The first estimator for the probability of discovering a previously unknown species was derived by Alan Turing, while trying to decipher the German Enigma machine during World War II. Generalizations of the Turing estimator answer the “unseen species problem”, which deals with the estimation of the number of species represented in an ecosystem that were not observed in the available data. The unseen species problem represents just one, albeit fundamental, aspect of biodiversity quantification, which further includes population size estimation, estimation of species proportions and of rare species, just to mention a few.

This broad class of statistical problems involving populations of individuals belonging to different species with unknown proportions are known as species sampling problems. Interest in this class of problems has grown dramatically in recent years due to the role they play in the study of genomic diversity, yet another facet of biodiversity, and a variety of related issues in different scientific fields.

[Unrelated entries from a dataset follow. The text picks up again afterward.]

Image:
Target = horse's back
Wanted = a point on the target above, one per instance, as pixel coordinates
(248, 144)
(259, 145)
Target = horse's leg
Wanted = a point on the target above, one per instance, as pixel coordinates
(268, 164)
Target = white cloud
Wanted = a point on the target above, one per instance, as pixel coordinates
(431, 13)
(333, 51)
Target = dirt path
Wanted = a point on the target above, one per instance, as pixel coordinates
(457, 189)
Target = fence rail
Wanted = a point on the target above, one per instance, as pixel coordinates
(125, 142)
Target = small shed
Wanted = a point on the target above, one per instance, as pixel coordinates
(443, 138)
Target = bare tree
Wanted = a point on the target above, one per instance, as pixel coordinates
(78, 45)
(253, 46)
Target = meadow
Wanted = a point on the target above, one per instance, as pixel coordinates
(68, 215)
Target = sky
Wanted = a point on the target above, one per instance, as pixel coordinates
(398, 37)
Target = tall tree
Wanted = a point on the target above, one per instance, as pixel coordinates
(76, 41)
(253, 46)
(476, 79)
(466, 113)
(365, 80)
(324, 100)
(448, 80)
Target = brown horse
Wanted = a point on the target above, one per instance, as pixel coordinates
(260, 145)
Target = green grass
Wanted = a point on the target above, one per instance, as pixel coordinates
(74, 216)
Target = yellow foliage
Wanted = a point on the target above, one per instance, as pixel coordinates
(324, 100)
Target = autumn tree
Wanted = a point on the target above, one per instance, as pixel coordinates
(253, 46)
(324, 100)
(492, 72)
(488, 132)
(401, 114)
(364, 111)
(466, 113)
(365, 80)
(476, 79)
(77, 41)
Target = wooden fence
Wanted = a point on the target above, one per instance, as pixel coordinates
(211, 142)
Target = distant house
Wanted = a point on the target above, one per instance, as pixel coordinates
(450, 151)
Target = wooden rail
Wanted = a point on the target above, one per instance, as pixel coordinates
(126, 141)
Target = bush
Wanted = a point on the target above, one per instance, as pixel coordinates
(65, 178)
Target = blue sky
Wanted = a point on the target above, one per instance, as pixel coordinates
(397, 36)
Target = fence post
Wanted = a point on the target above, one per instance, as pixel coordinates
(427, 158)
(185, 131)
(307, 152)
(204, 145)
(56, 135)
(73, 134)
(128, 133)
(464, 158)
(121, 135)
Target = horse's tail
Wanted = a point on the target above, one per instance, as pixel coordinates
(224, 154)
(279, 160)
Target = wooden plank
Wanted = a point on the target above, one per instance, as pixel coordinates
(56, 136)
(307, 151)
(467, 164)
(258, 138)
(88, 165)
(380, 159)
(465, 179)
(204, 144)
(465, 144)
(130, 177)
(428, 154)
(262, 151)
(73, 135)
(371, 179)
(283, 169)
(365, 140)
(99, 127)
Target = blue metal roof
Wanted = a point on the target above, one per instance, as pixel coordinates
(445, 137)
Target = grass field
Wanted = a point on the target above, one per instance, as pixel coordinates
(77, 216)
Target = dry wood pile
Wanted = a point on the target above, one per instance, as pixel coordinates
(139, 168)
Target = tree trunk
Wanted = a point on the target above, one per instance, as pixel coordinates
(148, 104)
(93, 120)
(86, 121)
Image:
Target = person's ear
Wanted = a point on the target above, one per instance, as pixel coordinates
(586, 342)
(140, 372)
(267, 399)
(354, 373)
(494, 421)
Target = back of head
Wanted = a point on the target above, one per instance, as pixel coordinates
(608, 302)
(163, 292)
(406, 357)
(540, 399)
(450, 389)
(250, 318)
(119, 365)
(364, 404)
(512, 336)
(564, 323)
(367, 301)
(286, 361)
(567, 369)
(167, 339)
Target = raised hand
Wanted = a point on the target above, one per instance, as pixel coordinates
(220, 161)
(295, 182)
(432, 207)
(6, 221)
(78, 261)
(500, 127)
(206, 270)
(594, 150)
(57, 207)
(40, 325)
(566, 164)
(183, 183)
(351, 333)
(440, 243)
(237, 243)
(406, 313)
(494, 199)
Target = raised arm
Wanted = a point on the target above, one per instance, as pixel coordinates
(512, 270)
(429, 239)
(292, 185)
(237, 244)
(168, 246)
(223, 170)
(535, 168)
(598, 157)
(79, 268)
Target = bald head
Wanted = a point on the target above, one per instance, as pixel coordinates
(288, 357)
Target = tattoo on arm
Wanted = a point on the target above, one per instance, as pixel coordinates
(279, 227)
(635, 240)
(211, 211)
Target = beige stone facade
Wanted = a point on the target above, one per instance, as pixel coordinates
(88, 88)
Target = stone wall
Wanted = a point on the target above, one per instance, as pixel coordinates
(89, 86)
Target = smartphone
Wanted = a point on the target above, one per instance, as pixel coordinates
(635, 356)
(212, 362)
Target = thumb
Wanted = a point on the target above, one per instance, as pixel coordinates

Among the various statistical paradigms, the Bayesian nonparametric approach stands out as ideally suited for tackling species sampling problems and leads to principled estimation, model-based clustering and uncertainty quantification. It already counts on several success stories in the exchangeable case, i.e., the case of a single homogeneous population. Homogeneity is often restrictive in the presence of different yet interacting ecosystems, motivating our goal to go beyond and tackle the situation of multiple heterogeneous populations. First we introduce and investigate a suitable class of probabilistic models, to be termed multivariate species sampling models, and then address several multivariate species sampling problems, which are to a large extent open and unexplored. Challenging new research directions will include the multivariate unseen species problem, clustering and temporal evolution of species communities, and taxonomic classification.